Part I. Discovering clusters in weather dataset

K-means with default parameters

Get to the Weka Explorer environment and load the training file weather.arff  using the Preprocess mode. Get to the Cluster mode (by clicking on the Cluster tab) and select a clustering algorithm, for example SimpleKMeans. Then click on Start and you get the clustering result in the output window. The actual clustering for this algorithm is shown as one instance for each cluster representing the cluster centroid.

 

Figure 1. Default Clustering


Normalization

You can normalize all numeric values to the interval 0-1, by applying Filters -> unsupervised -> normalize

 

Figure 2. Normalizing numeric values

Evaluation

The way Weka evaluates the clustering depends on the cluster mode you select. Different evaluation modes are available (as buttons in the Cluster mode panel):

  1. Use training set (default). After generating the clustering Weka classifies the training instances into clusters according to the cluster representation and computes the percentage of instances falling in each cluster. For example, the above clustering produced by k-means shows 43% (6 instances) in cluster 0 and 57% (8 instances) in cluster 1.
  2. In Supplied test set or Percentage split Weka can evaluate clusterings on separate test data.
  3. Classes to clusters evaluation. In this mode Weka first ignores the class attribute and generates the clustering. Then during the test phase it assigns classes to the clusters, based on the majority value of the class attribute within each cluster. Then it computes the classification error, based on this assignment and also shows the corresponding confusion matrix. An example of this for k-means is shown below.

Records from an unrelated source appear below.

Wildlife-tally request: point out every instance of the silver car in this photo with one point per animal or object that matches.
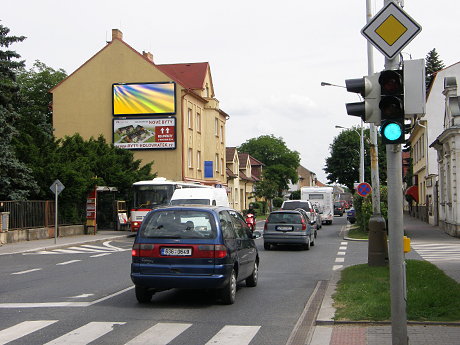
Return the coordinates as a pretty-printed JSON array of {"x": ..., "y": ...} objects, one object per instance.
[{"x": 288, "y": 227}]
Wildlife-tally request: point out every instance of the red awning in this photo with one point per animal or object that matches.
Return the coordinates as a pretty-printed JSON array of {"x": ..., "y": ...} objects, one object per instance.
[{"x": 413, "y": 192}]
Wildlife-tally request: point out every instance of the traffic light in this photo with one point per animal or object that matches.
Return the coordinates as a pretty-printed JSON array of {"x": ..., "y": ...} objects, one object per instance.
[
  {"x": 392, "y": 107},
  {"x": 368, "y": 87}
]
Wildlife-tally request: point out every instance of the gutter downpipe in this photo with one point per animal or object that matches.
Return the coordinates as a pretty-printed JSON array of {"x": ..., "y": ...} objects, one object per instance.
[{"x": 182, "y": 130}]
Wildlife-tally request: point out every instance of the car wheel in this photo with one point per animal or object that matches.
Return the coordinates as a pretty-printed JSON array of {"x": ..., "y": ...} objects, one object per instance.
[
  {"x": 251, "y": 281},
  {"x": 143, "y": 295},
  {"x": 228, "y": 293}
]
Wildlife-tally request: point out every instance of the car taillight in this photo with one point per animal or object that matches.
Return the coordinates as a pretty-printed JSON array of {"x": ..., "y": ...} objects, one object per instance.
[
  {"x": 212, "y": 251},
  {"x": 144, "y": 250},
  {"x": 304, "y": 226}
]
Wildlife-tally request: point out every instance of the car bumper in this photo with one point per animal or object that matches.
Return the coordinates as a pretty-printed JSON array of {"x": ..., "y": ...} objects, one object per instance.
[{"x": 218, "y": 280}]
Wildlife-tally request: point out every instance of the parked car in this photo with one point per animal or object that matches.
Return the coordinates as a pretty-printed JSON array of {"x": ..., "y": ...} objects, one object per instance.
[
  {"x": 351, "y": 215},
  {"x": 319, "y": 220},
  {"x": 338, "y": 209},
  {"x": 312, "y": 221},
  {"x": 194, "y": 247},
  {"x": 288, "y": 227},
  {"x": 344, "y": 203},
  {"x": 293, "y": 204}
]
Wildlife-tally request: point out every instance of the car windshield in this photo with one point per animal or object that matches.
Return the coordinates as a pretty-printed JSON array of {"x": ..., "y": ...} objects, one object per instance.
[
  {"x": 179, "y": 224},
  {"x": 296, "y": 204},
  {"x": 190, "y": 202},
  {"x": 288, "y": 218}
]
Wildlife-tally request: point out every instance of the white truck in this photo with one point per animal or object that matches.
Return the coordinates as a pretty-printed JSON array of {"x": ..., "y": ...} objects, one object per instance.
[{"x": 322, "y": 198}]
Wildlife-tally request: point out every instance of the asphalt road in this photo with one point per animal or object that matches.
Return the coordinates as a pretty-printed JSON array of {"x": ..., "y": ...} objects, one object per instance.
[{"x": 86, "y": 292}]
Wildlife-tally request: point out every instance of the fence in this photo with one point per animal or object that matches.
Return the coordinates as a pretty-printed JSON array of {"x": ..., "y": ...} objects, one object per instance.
[{"x": 33, "y": 214}]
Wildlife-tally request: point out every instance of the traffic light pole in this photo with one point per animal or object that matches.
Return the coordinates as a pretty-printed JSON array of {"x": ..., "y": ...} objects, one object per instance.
[
  {"x": 377, "y": 246},
  {"x": 396, "y": 235}
]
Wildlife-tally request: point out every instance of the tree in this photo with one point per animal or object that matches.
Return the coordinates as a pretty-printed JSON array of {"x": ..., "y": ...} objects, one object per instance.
[
  {"x": 280, "y": 163},
  {"x": 35, "y": 142},
  {"x": 80, "y": 165},
  {"x": 343, "y": 164},
  {"x": 16, "y": 181},
  {"x": 432, "y": 65}
]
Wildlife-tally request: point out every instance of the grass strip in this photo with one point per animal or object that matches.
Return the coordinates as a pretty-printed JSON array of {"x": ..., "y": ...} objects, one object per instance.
[{"x": 363, "y": 294}]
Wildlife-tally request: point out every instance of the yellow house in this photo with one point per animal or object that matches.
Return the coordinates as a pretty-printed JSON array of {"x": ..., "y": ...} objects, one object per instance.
[{"x": 185, "y": 138}]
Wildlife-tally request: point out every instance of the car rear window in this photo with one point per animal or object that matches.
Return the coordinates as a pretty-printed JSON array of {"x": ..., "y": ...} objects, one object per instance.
[
  {"x": 288, "y": 218},
  {"x": 296, "y": 204},
  {"x": 179, "y": 224}
]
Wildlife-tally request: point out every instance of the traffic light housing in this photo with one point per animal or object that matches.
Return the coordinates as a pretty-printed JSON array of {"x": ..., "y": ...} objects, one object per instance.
[
  {"x": 368, "y": 87},
  {"x": 392, "y": 107}
]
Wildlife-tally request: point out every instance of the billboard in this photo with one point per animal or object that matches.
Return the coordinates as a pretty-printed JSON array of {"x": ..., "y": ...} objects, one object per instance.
[
  {"x": 144, "y": 133},
  {"x": 144, "y": 98}
]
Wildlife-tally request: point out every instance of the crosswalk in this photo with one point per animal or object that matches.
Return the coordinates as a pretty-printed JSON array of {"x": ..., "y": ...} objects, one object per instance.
[
  {"x": 158, "y": 334},
  {"x": 437, "y": 252},
  {"x": 104, "y": 249}
]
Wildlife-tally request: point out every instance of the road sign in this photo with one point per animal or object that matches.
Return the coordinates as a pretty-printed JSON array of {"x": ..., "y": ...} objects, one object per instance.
[
  {"x": 57, "y": 187},
  {"x": 364, "y": 189},
  {"x": 391, "y": 30}
]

Figure 3. Weather clusters

Hierarchical clustering

You can try a familiar agglomerative hierarchical clustering algorithm in weka, by choosing Hierarchical clusterer in Cluster tab. However it is hard to interpret the output of this algorithm. The better output is produced by Cobweb hierarchical clustering algorithm.

Cobweb

Cobweb generates hierarchical clustering, where clusters are described probabilistically. Below is an example clustering of the weather data. The class attribute (play) is ignored (using the ignore attributes panel – see how) in order to allow later classes to clusters evaluation. Doing this automatically through the "Classes to clusters" option does not make much sense for hierarchical clustering, because of the large number of clusters. Sometimes we need to evaluate particular clusters or levels in the clustering hierarchy. We shall discuss here an approach to this.

Let us first see how Weka represents the Cobweb clusters. Below is a copy of the output window, showing the structure of the clustering tree.

Figure 4. Cobweb weather clusters

To evaluate the Cobweb clustering using the classes to clusters  approach we need to know the class values of the instances, belonging to the clusters. We can get this information from Weka in the following way: After Weka finishes (with the class attribute ignored), right click on the last line in the result list window. Then choose Visualize cluster assignments - you get the Weka cluster visualize window. Click on Save and choose a file name (*.arff). Weka saves the cluster assignments in an ARFF file. Below is shown the file corresponding to the above Cobweb clustering.

 

WeatherHierClusters.arff

 

To represent the cluster assignments Weka adds a new attribute Cluster and includes its corresponding values at the end of each data line. Note that all other attributes are shown, including the ignored ones (play, in this case). Also, only the leaf clusters are shown.

Now, to compute the classes to clusters error in, say, cluster 4 we look at the corresponding data rows in the ARFF file and get the distribution of the class variable: {no, no, yes}. This means that the majority class is no and the error is 1/3.

If we want to compute the error not only for leaf clusters, we need to look at the clustering structure (the Visualize tree option helps here) and determine how the leaf clusters are combined in other clusters at higher levels of the hierarchy. For example, at the top level we have two clusters - 1 and 6.  For cluster 1 we need its subclusters - 2, 3, 4, and 5. Summing up the class values we get 9 yes's and 2 no's. Finally, the majority in cluster 1 is yes and the error (for cluster 1) is 2/11.